Large foundation models pretrained on raw web-scale data are not readily
deployable without additional step of extensive alignment to human preferences.
Such alignment is typically done by collecting large amounts of pairwise
comparisons from humans ("Do you prefer output A or B?") and learning a reward
model or a policy with the Bradley-Terry-Luce (BTL) model as a proxy for a
human's underlying implicit preferences. These methods generally suffer from
assuming a universal preference shared by all humans, which lacks the
flexibility of adapting to plurality of opinions and preferences. In this work,
we propose PAL, a framework to model human preference complementary to existing
pretraining strategies, which incorporates plurality from the ground up. We
propose using the ideal point model as a lens to view alignment using
preference comparisons. Together with our novel reformulation and using mixture
modeling, our framework captures the plurality of population preferences while
simultaneously learning a common preference latent space across different
preferences, which can few-shot generalize to new, unseen users. Our approach
enables us to use the penultimate-layer representation of large foundation
models and simple MLP layers to learn reward functions that are on-par with the
existing large state-of-the-art reward models, thereby enhancing efficiency of
reward modeling significantly. We show that PAL achieves competitive reward
model accuracy compared to strong baselines on 1) Language models with Summary
dataset ; 2) Image Generative models with Pick-a-Pic dataset ; 3) A new
semisynthetic heterogeneous dataset generated using Anthropic Personas.

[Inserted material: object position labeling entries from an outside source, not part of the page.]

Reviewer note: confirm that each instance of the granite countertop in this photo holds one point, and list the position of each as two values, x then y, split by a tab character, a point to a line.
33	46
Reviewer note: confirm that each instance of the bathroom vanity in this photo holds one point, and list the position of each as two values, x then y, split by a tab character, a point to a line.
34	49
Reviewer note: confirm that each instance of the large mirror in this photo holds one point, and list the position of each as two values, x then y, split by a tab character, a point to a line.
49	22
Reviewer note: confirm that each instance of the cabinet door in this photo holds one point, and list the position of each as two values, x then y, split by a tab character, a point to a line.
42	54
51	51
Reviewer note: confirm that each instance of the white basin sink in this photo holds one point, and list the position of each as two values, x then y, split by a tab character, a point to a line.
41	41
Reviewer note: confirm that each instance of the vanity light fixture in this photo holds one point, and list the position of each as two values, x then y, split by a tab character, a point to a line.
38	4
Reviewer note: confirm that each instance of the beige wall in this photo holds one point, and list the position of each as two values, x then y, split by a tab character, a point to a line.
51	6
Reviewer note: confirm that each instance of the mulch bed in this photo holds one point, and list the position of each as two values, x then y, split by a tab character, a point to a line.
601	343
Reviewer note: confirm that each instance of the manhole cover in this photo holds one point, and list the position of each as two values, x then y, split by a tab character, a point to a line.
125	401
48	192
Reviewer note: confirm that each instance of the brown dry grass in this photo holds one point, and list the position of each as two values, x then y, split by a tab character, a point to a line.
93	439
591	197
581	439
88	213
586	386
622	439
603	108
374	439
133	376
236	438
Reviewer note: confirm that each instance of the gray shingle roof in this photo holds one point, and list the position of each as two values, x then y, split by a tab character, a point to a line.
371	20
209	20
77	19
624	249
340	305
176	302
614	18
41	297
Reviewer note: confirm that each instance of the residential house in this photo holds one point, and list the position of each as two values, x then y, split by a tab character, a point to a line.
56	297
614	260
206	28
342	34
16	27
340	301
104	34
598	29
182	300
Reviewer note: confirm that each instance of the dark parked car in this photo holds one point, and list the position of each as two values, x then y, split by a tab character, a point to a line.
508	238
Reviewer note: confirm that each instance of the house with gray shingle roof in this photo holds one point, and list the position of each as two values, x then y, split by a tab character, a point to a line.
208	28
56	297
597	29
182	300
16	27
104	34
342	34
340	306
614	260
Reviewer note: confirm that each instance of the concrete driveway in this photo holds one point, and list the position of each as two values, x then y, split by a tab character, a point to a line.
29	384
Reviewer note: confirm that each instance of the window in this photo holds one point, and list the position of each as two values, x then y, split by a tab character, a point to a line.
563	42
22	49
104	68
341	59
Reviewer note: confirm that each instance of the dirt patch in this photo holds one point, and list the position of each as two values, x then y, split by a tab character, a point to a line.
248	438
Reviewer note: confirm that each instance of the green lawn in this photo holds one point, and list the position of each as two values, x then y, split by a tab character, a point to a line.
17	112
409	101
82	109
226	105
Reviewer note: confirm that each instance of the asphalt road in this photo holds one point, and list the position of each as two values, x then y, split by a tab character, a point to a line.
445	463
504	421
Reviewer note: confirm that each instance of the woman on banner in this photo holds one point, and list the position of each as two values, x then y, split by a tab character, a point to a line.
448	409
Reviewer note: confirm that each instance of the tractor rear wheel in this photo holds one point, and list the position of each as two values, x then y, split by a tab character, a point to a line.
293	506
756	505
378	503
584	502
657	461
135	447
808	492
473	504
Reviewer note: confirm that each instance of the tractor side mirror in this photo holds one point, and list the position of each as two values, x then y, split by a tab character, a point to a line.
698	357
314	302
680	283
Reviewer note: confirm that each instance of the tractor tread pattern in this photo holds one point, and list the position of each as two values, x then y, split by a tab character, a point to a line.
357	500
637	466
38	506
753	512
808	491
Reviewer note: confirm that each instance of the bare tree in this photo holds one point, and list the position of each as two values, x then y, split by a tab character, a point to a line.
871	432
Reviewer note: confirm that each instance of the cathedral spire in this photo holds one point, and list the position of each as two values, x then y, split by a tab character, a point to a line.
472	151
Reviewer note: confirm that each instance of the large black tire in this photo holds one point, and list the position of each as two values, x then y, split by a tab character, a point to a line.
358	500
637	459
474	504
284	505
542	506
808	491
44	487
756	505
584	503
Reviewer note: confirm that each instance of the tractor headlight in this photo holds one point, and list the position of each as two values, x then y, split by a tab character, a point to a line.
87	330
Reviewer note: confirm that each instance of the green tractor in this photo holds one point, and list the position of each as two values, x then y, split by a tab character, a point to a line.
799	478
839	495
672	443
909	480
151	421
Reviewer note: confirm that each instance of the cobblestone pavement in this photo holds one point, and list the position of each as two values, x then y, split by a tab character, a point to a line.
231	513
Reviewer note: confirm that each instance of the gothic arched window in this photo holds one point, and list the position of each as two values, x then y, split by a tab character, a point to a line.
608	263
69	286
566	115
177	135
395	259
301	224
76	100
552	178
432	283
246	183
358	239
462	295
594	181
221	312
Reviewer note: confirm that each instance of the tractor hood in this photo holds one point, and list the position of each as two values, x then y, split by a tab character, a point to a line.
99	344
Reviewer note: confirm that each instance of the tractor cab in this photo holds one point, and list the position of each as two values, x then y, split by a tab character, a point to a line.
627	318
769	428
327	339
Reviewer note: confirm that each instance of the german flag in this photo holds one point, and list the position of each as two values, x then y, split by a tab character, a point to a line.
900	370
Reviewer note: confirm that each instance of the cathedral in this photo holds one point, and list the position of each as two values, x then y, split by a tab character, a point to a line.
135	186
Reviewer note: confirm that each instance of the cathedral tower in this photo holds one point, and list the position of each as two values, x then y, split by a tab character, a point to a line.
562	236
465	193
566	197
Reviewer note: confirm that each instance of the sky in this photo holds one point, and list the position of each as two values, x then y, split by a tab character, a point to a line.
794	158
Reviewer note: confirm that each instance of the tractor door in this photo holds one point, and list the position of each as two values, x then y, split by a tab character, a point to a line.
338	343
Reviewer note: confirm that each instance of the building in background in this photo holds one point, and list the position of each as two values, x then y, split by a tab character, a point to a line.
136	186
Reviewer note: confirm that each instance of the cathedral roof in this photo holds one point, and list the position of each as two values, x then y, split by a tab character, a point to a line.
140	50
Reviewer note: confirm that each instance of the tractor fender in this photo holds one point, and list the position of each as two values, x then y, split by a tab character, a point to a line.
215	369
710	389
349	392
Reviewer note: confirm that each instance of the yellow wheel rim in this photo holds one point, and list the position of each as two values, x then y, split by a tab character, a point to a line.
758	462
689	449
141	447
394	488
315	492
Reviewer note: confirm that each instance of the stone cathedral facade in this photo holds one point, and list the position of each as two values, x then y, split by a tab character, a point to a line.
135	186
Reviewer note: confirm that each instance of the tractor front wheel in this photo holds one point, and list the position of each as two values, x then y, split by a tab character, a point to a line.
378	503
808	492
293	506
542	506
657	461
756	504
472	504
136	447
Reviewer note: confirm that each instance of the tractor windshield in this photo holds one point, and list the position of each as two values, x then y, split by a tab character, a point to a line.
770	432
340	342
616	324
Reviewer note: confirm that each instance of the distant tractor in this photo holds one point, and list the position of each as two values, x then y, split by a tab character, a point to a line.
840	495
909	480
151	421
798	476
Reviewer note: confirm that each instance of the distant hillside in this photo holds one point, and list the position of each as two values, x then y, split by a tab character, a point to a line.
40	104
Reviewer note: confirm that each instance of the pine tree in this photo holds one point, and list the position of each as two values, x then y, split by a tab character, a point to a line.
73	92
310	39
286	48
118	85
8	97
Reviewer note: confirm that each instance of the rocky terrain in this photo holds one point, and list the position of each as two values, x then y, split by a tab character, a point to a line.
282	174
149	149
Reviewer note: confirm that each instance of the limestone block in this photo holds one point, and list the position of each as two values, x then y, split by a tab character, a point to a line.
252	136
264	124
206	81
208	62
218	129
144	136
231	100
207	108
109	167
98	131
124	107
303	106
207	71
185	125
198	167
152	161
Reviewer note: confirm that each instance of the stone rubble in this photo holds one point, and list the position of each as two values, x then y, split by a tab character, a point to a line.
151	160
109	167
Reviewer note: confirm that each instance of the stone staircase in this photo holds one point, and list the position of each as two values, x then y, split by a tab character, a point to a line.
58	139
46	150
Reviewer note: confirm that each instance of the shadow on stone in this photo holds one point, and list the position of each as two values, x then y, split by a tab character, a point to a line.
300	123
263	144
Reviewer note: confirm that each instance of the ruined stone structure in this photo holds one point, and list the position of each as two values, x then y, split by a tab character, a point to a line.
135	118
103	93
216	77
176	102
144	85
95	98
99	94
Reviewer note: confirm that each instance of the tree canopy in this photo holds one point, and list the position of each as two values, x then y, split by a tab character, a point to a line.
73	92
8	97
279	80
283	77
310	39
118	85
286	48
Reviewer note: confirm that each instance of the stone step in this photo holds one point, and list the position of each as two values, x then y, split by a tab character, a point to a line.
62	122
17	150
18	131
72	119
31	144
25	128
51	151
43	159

Finally, our experiments also highlight the shortcoming of current preference
datasets that are created using rigid rubrics which wash away heterogeneity,
and call for more nuanced data collection approaches.

大规模基础模型预训练在原始网络数据上，无法直接部署，需要经过广泛的与人类偏好的协调。本文提出 PAL 框架，将人类偏好的多样性融入到预训练策略中，通过理想点模型和混合建模方法，捕捉到群体偏好的多样性，同时学习一种常用的偏好潜空间，能够适应新用户的少样本泛化。该方法利用基础模型的倒数第二层表示和简单的 MLP 层，学习与现有大型先进奖励模型相当的奖励函数，极大提升了奖励建模的效率。实验证明，PAL 在多个数据集上与基准模型相比，能够达到竞争性的奖励模型准确性，并揭示了当前偏好数据集的不足，呼吁采用更细致的数据收集方法。